Suppression of Rights
The CCP doesn't accept the Xinjiang corps' requests, but it certainly tries hard to suppress the members' discontentment, Mr. Qike said. The CCP doesn't allow them to appeal, and it doesn't offer any solutions to their problems. Now it is ready to suppress the corps with military force.
Recently, the CCP ordered the Xinjiang military districts to hold a mobilization meeting and requested the military to pay attention to the so-called "unstable situation" on the Xinjiang frontier, in order to "protect national defense military forces" and "prevent the corps from staging an armed rebellion." Many measures have been taken to change the military situation there. The CCP moved military forces in Lanzhou to Xinjiang. They also forced the corps to establish public security defense teams, and requested the military to strengthen corps management.
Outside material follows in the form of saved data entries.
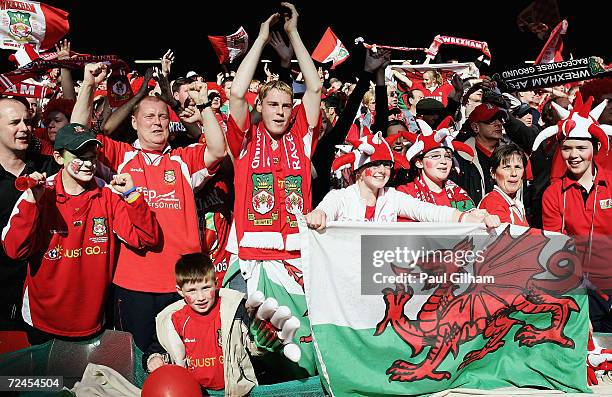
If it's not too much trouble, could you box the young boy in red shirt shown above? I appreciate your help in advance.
[2,123,160,344]
[144,253,263,396]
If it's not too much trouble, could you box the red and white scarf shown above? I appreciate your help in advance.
[413,174,475,211]
[238,123,312,252]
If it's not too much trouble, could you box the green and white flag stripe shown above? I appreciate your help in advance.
[300,221,589,397]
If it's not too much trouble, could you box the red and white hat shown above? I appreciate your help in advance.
[332,125,395,174]
[405,116,475,162]
[532,92,612,152]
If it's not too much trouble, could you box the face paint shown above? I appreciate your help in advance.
[364,168,374,177]
[70,158,83,174]
[63,150,96,182]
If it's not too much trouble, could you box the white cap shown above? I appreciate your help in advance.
[186,71,199,78]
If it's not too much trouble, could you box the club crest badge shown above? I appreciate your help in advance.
[7,11,32,41]
[92,217,107,237]
[164,170,176,184]
[252,173,274,215]
[284,176,304,214]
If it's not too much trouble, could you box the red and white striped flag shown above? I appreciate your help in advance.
[0,1,69,51]
[312,27,349,69]
[208,26,249,65]
[534,19,567,65]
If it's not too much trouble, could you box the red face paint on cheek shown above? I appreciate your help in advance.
[364,168,374,177]
[184,295,194,305]
[70,160,81,174]
[424,159,435,169]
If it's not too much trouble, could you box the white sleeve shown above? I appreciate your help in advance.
[395,191,457,222]
[315,189,344,221]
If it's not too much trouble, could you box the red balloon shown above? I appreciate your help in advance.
[141,365,202,397]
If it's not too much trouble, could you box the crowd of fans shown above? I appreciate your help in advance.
[0,2,611,394]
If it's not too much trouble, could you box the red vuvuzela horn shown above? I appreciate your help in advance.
[14,176,52,192]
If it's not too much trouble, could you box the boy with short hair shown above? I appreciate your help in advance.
[144,253,262,396]
[1,123,160,344]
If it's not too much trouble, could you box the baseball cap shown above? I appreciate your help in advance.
[54,123,103,152]
[186,71,199,79]
[468,103,507,123]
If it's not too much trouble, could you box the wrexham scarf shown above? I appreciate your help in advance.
[425,35,492,60]
[412,174,474,212]
[0,55,133,106]
[238,121,312,252]
[495,57,612,91]
[1,80,50,98]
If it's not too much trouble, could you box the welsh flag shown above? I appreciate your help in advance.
[0,1,69,51]
[300,221,590,396]
[311,27,349,70]
[208,26,249,65]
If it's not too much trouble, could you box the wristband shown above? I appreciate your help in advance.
[126,192,141,204]
[121,186,137,197]
[196,101,211,111]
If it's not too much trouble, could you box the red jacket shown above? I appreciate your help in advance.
[1,173,160,337]
[478,187,529,227]
[542,168,612,290]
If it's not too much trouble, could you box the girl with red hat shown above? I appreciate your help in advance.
[305,130,500,229]
[396,117,476,216]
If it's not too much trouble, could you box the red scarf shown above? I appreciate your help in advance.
[413,174,475,212]
[237,122,312,252]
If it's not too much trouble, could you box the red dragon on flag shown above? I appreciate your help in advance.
[375,227,583,382]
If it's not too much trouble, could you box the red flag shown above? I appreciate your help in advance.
[0,1,69,51]
[312,28,349,69]
[534,19,567,65]
[208,27,249,65]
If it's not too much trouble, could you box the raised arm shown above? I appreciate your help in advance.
[282,2,322,126]
[70,62,108,126]
[188,82,226,167]
[56,40,76,100]
[101,68,155,137]
[230,13,280,130]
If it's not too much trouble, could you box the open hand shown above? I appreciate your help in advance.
[55,39,71,61]
[160,49,174,77]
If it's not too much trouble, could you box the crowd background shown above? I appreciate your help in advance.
[0,0,611,395]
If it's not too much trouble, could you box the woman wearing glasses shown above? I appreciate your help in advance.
[397,119,476,216]
[478,144,529,226]
[305,132,499,229]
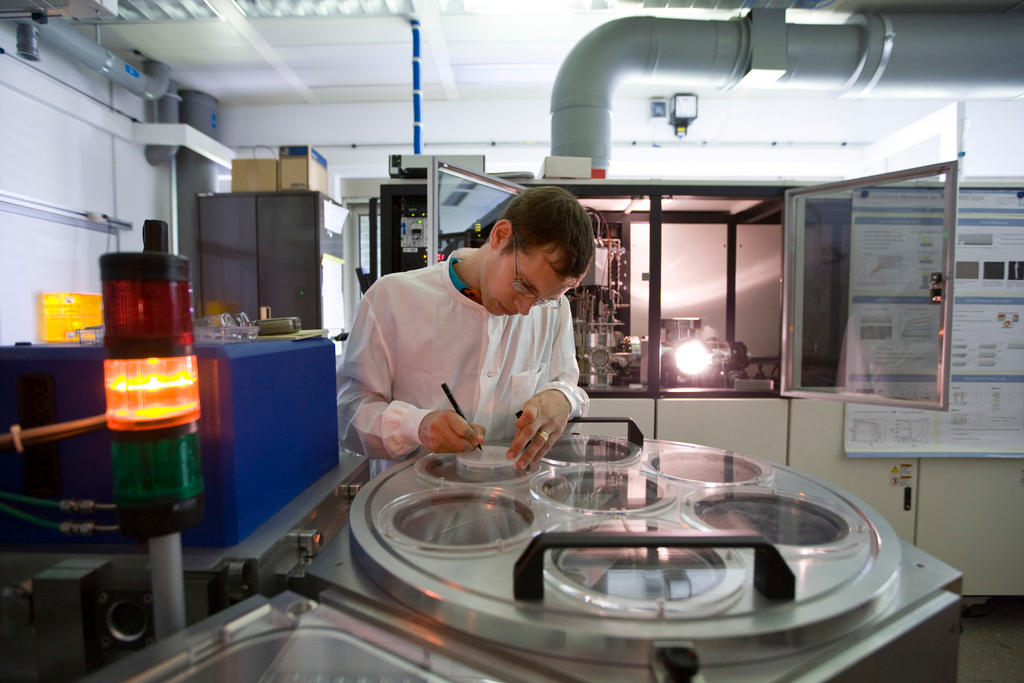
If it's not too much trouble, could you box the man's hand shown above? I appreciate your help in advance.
[506,389,571,469]
[418,410,485,454]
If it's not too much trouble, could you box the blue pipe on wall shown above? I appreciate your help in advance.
[411,18,422,155]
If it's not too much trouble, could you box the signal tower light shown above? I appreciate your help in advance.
[100,220,204,539]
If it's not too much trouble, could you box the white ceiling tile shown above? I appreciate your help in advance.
[250,15,414,44]
[274,42,410,66]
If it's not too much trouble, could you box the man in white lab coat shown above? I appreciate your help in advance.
[337,186,593,469]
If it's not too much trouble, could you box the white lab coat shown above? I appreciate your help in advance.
[337,259,588,460]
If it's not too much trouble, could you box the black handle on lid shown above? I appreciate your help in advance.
[567,416,644,449]
[513,530,795,601]
[657,646,700,682]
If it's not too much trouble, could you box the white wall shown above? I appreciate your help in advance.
[962,100,1024,179]
[0,22,171,346]
[221,95,1024,184]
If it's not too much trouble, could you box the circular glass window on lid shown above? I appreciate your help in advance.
[376,488,535,555]
[682,488,867,555]
[643,444,774,488]
[530,465,677,516]
[544,518,746,617]
[538,433,642,468]
[415,447,531,487]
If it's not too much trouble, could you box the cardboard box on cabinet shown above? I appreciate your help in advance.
[231,158,279,192]
[279,146,328,194]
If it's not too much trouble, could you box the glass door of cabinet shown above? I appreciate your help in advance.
[427,159,525,264]
[782,160,958,410]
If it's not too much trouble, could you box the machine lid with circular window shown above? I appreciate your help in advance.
[681,487,868,556]
[342,454,909,668]
[538,432,642,467]
[543,518,747,617]
[530,465,677,516]
[643,442,774,488]
[376,487,535,555]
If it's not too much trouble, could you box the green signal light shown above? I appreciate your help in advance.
[111,430,203,507]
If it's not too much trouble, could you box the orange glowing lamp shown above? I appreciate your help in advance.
[103,355,200,430]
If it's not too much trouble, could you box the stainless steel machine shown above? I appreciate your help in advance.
[570,230,642,389]
[79,426,962,682]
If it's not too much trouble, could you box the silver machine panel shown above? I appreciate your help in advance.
[69,436,963,682]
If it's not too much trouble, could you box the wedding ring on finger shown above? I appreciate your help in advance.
[537,429,550,442]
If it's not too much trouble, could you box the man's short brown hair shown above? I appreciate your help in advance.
[500,186,594,280]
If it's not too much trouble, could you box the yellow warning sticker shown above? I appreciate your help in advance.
[889,463,914,488]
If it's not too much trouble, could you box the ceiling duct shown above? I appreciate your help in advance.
[145,80,182,165]
[551,12,1024,170]
[15,20,38,60]
[17,16,170,100]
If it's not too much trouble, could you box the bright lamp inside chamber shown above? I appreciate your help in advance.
[674,339,712,375]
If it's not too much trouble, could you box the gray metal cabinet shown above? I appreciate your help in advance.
[197,191,344,329]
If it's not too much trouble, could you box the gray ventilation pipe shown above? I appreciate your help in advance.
[551,13,1024,170]
[16,22,40,61]
[145,81,182,166]
[18,17,171,100]
[175,89,221,310]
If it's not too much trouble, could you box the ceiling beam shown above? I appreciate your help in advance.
[205,0,319,104]
[733,199,783,224]
[411,0,458,100]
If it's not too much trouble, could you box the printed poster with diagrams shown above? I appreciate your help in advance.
[845,189,1024,458]
[841,187,946,403]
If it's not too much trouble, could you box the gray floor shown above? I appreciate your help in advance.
[957,596,1024,683]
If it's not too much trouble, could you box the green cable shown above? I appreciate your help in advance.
[0,501,61,531]
[0,489,60,508]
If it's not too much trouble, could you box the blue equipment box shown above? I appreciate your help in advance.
[0,338,338,548]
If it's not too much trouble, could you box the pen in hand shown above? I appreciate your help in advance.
[441,383,482,451]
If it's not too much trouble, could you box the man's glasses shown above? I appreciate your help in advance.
[511,234,562,309]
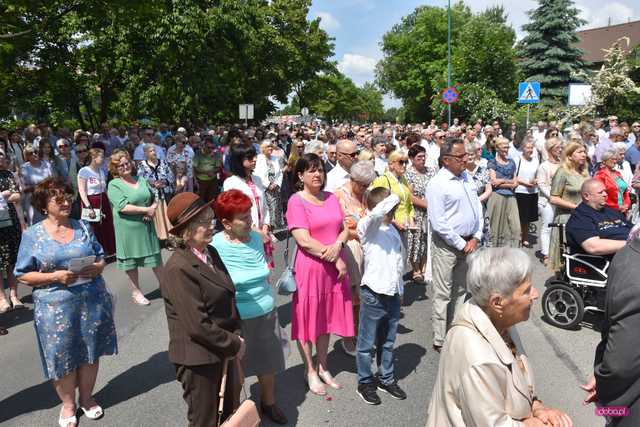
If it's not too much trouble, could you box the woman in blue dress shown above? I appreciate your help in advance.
[14,177,117,427]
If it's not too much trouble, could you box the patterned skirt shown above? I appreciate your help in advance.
[32,279,118,380]
[265,188,285,231]
[407,208,428,264]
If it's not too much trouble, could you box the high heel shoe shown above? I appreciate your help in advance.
[304,372,327,396]
[319,369,343,390]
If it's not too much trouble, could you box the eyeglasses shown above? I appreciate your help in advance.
[52,193,74,204]
[117,162,131,169]
[396,160,408,165]
[338,151,358,158]
[76,149,88,154]
[57,144,68,148]
[444,153,469,161]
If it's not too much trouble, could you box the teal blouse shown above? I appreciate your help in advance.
[210,231,274,320]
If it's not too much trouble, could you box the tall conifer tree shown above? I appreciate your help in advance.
[518,0,587,104]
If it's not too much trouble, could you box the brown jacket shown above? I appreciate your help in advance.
[161,246,242,366]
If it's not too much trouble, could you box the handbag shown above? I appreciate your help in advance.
[275,232,297,295]
[217,358,260,427]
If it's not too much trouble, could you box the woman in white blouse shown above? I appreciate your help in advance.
[223,145,273,264]
[535,138,562,266]
[255,140,285,231]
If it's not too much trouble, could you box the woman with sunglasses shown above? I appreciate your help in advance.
[20,144,55,225]
[14,178,116,427]
[107,151,163,306]
[370,150,415,241]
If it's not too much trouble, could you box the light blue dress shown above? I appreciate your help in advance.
[14,220,117,380]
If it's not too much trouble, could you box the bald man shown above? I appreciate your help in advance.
[325,139,358,193]
[565,179,631,256]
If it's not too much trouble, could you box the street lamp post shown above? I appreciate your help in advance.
[447,0,452,127]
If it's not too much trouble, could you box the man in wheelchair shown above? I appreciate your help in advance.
[565,179,631,257]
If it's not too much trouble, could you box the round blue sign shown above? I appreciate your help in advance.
[442,86,459,104]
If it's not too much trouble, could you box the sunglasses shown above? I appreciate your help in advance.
[53,193,74,204]
[76,149,88,154]
[339,151,358,158]
[396,160,408,165]
[57,144,68,148]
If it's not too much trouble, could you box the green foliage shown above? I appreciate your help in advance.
[0,0,335,127]
[382,107,406,123]
[376,2,519,122]
[517,0,587,105]
[430,83,514,124]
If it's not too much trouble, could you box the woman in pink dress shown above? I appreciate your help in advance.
[286,153,354,396]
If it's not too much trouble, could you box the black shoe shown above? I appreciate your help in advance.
[260,403,288,425]
[357,383,381,405]
[377,381,407,400]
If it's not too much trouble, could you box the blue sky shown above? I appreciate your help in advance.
[307,0,639,108]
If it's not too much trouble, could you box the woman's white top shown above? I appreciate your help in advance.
[254,154,283,188]
[515,156,540,194]
[78,166,107,195]
[222,174,270,227]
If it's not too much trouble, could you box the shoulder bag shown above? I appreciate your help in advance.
[218,358,260,427]
[275,231,297,295]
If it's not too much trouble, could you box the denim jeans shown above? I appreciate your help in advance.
[356,286,401,385]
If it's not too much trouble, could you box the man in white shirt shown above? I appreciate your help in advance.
[421,128,440,169]
[373,136,388,176]
[426,137,483,352]
[325,139,358,193]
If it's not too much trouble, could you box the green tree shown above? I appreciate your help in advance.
[375,3,472,122]
[0,0,335,126]
[517,0,587,105]
[430,83,514,124]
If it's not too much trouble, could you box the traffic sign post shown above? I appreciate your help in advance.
[239,104,254,126]
[518,82,540,131]
[441,86,459,104]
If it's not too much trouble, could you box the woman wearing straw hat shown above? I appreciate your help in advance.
[161,192,246,427]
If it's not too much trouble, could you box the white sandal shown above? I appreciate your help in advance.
[132,292,150,306]
[58,407,77,427]
[81,404,104,420]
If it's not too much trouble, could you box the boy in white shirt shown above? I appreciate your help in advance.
[355,188,407,405]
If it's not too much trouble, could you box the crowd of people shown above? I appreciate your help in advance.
[1,115,640,426]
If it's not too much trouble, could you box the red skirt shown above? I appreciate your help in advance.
[85,193,116,256]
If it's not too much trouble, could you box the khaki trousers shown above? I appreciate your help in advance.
[431,232,469,347]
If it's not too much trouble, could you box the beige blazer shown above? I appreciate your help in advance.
[425,301,536,427]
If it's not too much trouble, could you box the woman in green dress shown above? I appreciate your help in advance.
[548,141,589,271]
[107,150,163,306]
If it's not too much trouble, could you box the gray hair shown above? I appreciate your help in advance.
[467,248,532,307]
[464,142,477,154]
[143,143,157,154]
[613,142,627,153]
[350,160,376,185]
[440,137,465,157]
[601,147,618,162]
[305,140,324,154]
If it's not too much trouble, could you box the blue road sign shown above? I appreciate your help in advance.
[442,86,459,104]
[518,82,540,104]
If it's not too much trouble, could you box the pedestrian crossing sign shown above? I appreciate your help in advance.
[518,82,540,104]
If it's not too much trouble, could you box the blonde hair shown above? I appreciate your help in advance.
[562,141,588,176]
[108,150,132,177]
[358,149,374,162]
[494,136,510,149]
[387,150,406,163]
[545,137,562,155]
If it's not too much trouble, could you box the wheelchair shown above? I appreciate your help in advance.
[541,223,609,329]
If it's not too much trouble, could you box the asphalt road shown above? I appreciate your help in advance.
[0,231,604,427]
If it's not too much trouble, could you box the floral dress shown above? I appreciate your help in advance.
[0,170,21,271]
[14,220,117,380]
[468,165,492,246]
[405,165,436,264]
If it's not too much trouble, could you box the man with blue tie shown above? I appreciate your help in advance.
[426,137,483,352]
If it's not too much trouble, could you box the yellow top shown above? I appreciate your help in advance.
[370,171,415,226]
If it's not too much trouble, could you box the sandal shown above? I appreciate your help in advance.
[0,327,8,336]
[58,406,77,427]
[132,292,150,306]
[261,403,288,425]
[10,297,25,309]
[319,369,343,390]
[0,299,10,314]
[521,241,531,248]
[80,404,104,420]
[304,372,327,396]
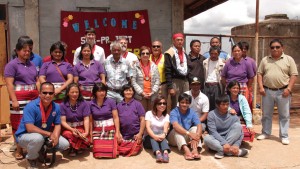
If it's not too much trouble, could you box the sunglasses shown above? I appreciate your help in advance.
[42,92,54,95]
[141,52,150,55]
[157,102,167,106]
[270,46,281,50]
[152,45,161,48]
"The CCP has set up cameras everywhere in the corps' base to monitor them," Mr. Qike said. "As a result, it has basically turned the corps into a concentration camp where they persecute innocent people. Whoever dares to request their rights will be immediately suppressed by the CCP. Hu Jintao has sent the secretary of the Communist Youth League, Hu Wei, to become the new vice president of 'Xinjiang Autonomous District.' This indicates that the CCP wants Hu Wei to suppress the Xinjiang corps' rights movement, just as Hu Jintao did to Tibet a few years ago."
Mr. Qike suggested that the Xinjiang situation relates to the daily lives of all Chinese people. It is the result of the CCP inflicting oppression on a wide range of commoners, and the voice of these people with respect to their rights. He said: "We should not regard the situation with the Xinjiang corps as an isolated event."